Opportunities for improving quality of marking
Latest research in a comprehensive programme to find and drive improvement in the examination system
Ofqual takes the quality of marking of GCSEs, AS and A levels very seriously. Taken by more than a million students every year, we recognise that trust in the results of these qualifications is essential to public confidence. We have conducted a substantial programme of research over the past 5 years aimed at finding improvements in a system that in many ways already delivers results that are as good as many other systems around the world. Today (Tuesday 27 November), we are discussing 5 new research reports with teachers and education leaders at an event in London that will further understanding of marking in the sector, and how we might work together to drive quality higher in specific areas.
Marking is a complex exercise. It requires exam boards to recruit, train, standardise, and monitor tens of thousands of individuals to review tens of millions of responses each year. Each subject lends itself to being assessed in different ways, from multiple choice questions to long essays, which we know can have a direct effect on marking reliability but also more importantly the learning experience of students in the classroom.

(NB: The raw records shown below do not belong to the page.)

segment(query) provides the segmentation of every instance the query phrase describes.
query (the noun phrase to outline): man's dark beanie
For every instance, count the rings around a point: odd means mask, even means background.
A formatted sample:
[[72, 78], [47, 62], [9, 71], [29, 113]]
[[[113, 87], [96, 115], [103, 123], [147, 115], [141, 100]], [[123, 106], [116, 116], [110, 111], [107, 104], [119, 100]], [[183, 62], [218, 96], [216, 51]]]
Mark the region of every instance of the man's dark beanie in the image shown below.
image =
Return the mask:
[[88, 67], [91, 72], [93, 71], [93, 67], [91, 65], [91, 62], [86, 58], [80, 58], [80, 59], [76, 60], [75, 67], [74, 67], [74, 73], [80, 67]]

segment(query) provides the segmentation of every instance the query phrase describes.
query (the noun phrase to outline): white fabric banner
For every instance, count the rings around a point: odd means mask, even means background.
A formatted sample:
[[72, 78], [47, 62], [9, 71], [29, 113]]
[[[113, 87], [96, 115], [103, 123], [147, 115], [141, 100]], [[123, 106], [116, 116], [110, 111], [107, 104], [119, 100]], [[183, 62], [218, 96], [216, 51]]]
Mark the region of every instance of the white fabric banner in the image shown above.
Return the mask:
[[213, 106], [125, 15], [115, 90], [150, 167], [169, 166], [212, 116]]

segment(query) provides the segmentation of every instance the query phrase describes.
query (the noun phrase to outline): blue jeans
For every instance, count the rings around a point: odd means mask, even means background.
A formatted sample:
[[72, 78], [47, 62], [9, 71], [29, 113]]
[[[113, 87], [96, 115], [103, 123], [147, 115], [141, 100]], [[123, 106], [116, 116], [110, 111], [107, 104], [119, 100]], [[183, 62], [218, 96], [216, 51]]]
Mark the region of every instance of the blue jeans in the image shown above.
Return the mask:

Reformed GCSEs, AS and A levels reflect this trade-off between the absolute reliability of any assessment and the value of qualifications to individuals. The challenge, therefore, is to make marking as good as it can be in every subject, in the context of the style of the assessment. There is not a single, right mark for every answer given in every subject. For many assessments different - but equally legitimate marks - can be awarded for the same answer by expert examiners. Here we expect mark schemes and training to be of high quality. For other assessments, there will be a single right mark. Here we expect the right mark to always be awarded.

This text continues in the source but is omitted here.